During the unstable interregnum, Jesuits sought patronage from disparate factions, offering their astronomical expertise to help various contenders secure the ‘Mandate of Heaven’ to rule legitimately over China. Based on their experiences in China, Jesuits came to view Chinese ‘cosmopolitics’ – that is, the entanglement of humanity and the cosmos – as a resource to solve urgent problems of social order in a crisis-stricken Europe.
Between 1653 and 1658, the missionary Martino Martini (1614–1661) was tasked with promoting the China mission in Europe, where he represented the new, Manchu-led Qing dynasty (1644–1912). In Europe, Martini published accounts of the Ming-Qing War (1654), China’s geography (1655) and its history (1658) with commercial printers, which reached a wide, interconfessional readership. He courted patronage from powerful Habsburg rulers and defended the Jesuits’ involvement in Chinese sciences and politics before the papacy.

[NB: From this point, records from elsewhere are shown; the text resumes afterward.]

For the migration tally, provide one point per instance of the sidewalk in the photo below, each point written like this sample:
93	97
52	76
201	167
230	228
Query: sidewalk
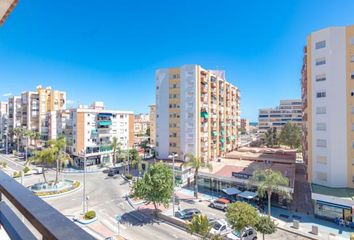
284	218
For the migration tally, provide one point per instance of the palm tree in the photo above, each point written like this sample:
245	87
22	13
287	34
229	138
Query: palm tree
199	225
267	182
58	147
196	163
116	148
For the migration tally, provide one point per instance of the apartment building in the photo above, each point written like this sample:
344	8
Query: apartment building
3	121
287	111
328	96
197	111
152	125
90	130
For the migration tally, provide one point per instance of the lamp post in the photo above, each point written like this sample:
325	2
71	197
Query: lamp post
84	187
173	156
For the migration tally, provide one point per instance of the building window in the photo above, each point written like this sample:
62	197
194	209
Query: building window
321	77
321	44
321	94
320	61
321	126
320	110
321	176
322	143
321	159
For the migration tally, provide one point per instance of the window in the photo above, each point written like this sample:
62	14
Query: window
321	77
321	44
321	126
321	159
320	110
322	143
321	176
321	94
320	61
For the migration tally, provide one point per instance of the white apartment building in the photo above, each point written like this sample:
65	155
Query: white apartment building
197	112
287	111
328	140
3	121
90	130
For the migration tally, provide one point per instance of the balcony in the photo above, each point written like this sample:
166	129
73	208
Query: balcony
47	221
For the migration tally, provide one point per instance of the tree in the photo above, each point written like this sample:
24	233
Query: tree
265	226
199	225
58	150
196	163
44	157
241	215
290	135
115	148
267	182
155	186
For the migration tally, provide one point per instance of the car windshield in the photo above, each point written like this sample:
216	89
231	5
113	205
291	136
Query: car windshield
236	233
217	226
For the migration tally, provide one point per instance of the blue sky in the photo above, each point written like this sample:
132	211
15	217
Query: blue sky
109	50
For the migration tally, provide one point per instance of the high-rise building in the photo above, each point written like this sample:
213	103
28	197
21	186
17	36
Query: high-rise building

Martini’s successful manipulation of different political, religious, commercial and scholarly networks across a turbulent Eurasia enabled his accounts of Chinese sciences to reach an extraordinarily wide audience. In turn, during the long 18th century, many prominent European writers drew on Martini’s accounts of Chinese ‘cosmopolitics’ to propose solutions to contemporary natural, social and political crises.